Journal de l'année Édition 1976 1976Éd. 1976

Marché commun

L'Europe politique se cherche

La Communauté européenne voudrait bien se consoler sur le terrain politique de ses déboires sur le terrain économique. Mais elle n'y parvient pas. Tel est pour l'essentiel le bilan des actions communautaires entre l'été 1975 et l'été 1976.

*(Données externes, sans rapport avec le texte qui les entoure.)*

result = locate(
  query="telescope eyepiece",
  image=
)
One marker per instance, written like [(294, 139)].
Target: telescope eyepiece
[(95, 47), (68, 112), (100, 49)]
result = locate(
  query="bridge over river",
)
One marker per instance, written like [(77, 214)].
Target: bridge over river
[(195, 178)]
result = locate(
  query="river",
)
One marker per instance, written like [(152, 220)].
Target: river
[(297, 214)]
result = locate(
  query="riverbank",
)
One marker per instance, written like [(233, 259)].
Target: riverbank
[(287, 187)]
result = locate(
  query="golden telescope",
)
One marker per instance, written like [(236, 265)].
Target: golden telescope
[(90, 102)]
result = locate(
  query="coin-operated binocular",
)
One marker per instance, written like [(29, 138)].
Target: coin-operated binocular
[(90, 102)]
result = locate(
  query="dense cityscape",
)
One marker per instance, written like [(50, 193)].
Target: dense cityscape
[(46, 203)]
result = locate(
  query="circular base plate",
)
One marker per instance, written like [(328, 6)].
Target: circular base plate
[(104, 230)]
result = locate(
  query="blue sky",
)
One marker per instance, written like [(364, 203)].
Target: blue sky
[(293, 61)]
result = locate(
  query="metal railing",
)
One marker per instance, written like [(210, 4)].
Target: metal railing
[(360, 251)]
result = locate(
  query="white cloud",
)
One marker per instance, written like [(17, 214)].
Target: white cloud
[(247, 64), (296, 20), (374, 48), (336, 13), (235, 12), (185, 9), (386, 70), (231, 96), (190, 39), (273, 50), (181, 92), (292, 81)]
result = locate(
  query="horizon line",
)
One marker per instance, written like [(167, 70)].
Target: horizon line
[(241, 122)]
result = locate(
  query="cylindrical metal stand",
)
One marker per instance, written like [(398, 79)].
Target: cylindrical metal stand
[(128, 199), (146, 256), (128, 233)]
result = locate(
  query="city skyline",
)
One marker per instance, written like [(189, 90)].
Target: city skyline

La période n'avait pourtant pas mal commencé. Au printemps 1975, les Anglais ratifient solennellement, par voie de référendum, leur adhésion au Marché commun. Au même moment, le chef de l'État français décide de réintégrer le franc dans le bloc monétaire européen constitué autour du mark sous le nom de serpent monétaire.

Crise

Mais le premier de ces deux événements ne devait pas avoir de prolongement immédiat dans la vie de la Communauté, tant les difficultés économiques de la Grande-Bretagne ont été grandes. Quant au retour du franc dans la zone de flottement concerté des monnaies en Europe, il devait être de courte durée. En mars 1976, V. Giscard d'Estaing est contraint de faire machine arrière.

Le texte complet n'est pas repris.